Requirement: minimize adverse effects

You must take reasonable steps to minimize the adverse effects of your activity on the species at risk and their habitat that are likely to be affected by your activity.

Ways to minimize the adverse effects of your activity on species at risk and their habitat may include modifying the:

  • location of the activity
  • geographic scale of the potential effects
  • activity design (e.g. engineering and technological)
  • timing of the activity
  • duration and frequency of the effects
  • approaches and timing for any site restoration or rehabilitation (such as doing progressive rehabilitation while other parts of the activity are still happening)
  • general operational protocols

When completing your permit application, you will have the opportunity to explain the steps you plan to take to minimize the adverse effects of your activity on species at risk and their habitat.


  • installing effective sediment and erosion control during construction to ensure that water quality in at-risk fish habitat is protected
  • installing a special fence to keep at-risk turtles from laying eggs, or getting killed by machinery, in a sand/gravel pit
  • rehabilitating or restoring the habitat of an at-risk bird after temporarily destroying it along a hydro corridor to replace the existing power line
  • harvesting trees, as part of a forestry operation, from at-risk turtle habitat when the turtle is hibernating, so individual turtles are unharmed during the process

How to apply

The process of applying for and obtaining an overall benefit permit has multiple phases. Start by contacting the Ministry of the Environment, Conservation and Park.

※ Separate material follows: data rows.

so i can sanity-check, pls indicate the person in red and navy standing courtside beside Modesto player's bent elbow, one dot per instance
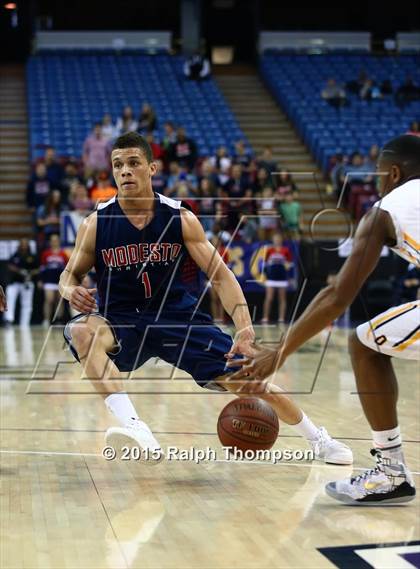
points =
(53, 262)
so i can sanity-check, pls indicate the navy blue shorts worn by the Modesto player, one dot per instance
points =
(191, 343)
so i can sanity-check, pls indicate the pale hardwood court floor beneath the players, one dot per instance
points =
(64, 506)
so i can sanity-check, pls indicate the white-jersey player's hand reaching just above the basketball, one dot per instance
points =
(263, 363)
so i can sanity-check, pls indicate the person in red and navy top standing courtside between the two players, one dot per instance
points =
(277, 261)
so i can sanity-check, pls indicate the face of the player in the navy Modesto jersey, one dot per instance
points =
(132, 171)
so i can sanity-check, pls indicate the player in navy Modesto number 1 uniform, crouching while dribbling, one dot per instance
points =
(138, 242)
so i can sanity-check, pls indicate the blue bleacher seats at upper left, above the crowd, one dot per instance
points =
(67, 94)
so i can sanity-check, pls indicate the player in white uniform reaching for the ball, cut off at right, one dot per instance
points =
(395, 222)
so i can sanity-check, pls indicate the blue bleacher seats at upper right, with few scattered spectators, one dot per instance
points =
(297, 80)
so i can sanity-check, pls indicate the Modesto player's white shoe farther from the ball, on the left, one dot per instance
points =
(125, 441)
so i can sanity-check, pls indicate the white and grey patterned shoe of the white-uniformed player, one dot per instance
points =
(390, 482)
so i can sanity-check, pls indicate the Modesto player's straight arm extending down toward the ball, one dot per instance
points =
(221, 277)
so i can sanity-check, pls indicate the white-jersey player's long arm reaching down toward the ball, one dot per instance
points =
(375, 231)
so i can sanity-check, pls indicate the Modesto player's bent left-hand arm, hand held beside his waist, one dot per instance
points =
(81, 261)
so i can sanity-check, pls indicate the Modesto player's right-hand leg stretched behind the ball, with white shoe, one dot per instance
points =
(325, 448)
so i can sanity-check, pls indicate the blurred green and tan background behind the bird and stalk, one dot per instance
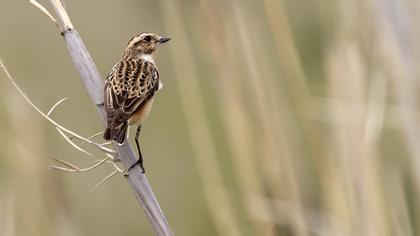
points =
(277, 117)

Step-by-step guide and policies

Download and follow the step-by-step guide to applying for a permit:

Submission Standards for Activity Review and Overall Benefit Permits

If you are interested in using scientific studies as part of an overall benefit permit download the Guidance on Using Scientific Studies as part of an Overall Benefit Permit for information on what is required.

Resources for each application phase

Phase 1 – Information Gathering: Application form and guide: Information Gathering

Phase 2 – Activity Review and Assessment: Application form and guide: Avoidance Alternatives

Phase 3 – Permit Application and Assessment: Application form and guide: Overall Benefit Permit

Processing time

The ministry will strive to acknowledge receipt of an overall benefit permit application and confirm whether the application requirements have been met within 60 calendar days of receipt, under normal circumstances. Once a complete application has been confirmed, we will aim to render a decision on the permit application within 3 months, under normal circumstances. In some cases, more time may be needed to complete consultation and environmental assessment requirements and refine the proposed permit conditions before seeking the permit decision.